Günümüze kadar yapılan kazılarda elde edilen bulgular çerçevesinde uzmanlar Cilalı Taş Devri insanının henüz çevresindeki hayvanları evcilleştiremediğini düşünmektedir.

Bölgedeki kazı çalışmalarının her yıl Eylül ayında başladığını ve yaklaşık 10 hafta sürdüğünü anımsatan Doç. Dr. Klaus Schmidt şunları belirtti:

‘Göbeklitepe’deki kazılarda elde ettiğimiz bulgularla, dünyanın bilinen en eski tapınma merkezlerinden birinin bu bölgede olduğunu ortaya çıkarmıştık. Ancak, son kazı çalışmalarıyla tapınma merkezinin dünyanın en büyük tapınma merkezi olduğunu tespit ettik. Yaptığımız araştırmalarda, Cilalı Taş Devrinde yaşamış insanların, yabani sığır, akrep, tilki, yılan, aslan, yaban eşeği, yaban ördeği ve yabani bitki kabartmalarını incelediğimizde hayvanlarını evcilleştiremedikleri sonucuna ulaştık. Ayrıca, dikili taşların (Stel) üzerindeki resimler ve kabartmalar o dönemde yaşamış olan insanların sanatları hakkında bizlere fikir veriyor. Buradaki tapınak, dünyanın bilinen en büyük tapınağı olma özelliğini taşıyor’ diye konuştu.[kaynak belirtilmeli]

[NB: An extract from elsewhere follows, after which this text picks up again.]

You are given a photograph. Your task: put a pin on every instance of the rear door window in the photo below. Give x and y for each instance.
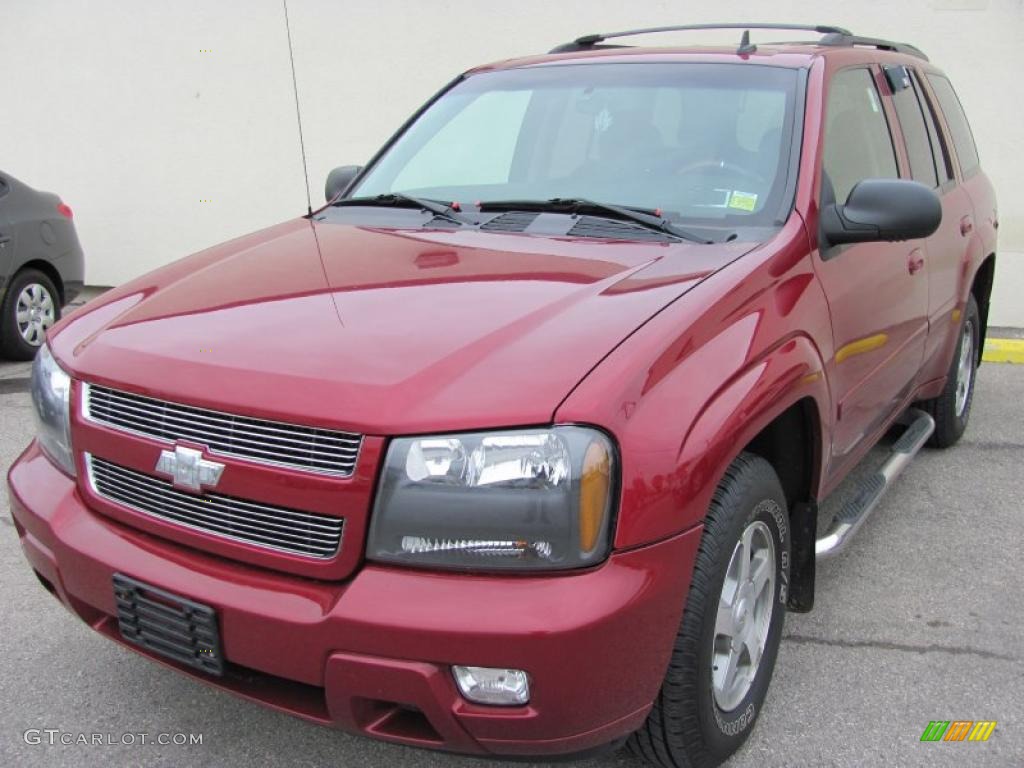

Göbeklitepe, arkeoloji dünyasının en büyük keşiflerinden biridir. Çünkü daha şehir hayatına geçmemiş olduğu düşünülen avcı-toplayıcı toplumların tapınak inşa etmiş olduğunu gösteren ilk örnektir ve bu da şehirleşme yani medeniyet tarihinde devrim niteliğinde bir buluştur. Hatta bu buluşu sebeple kazıyı yapan Dr. Klaus Schmidt, “Önce tapınak geldi, şehir sonradan geldi” demiş ve bu sözüyle erken medeniyet tarihine yeni bir açılım getirmiştir.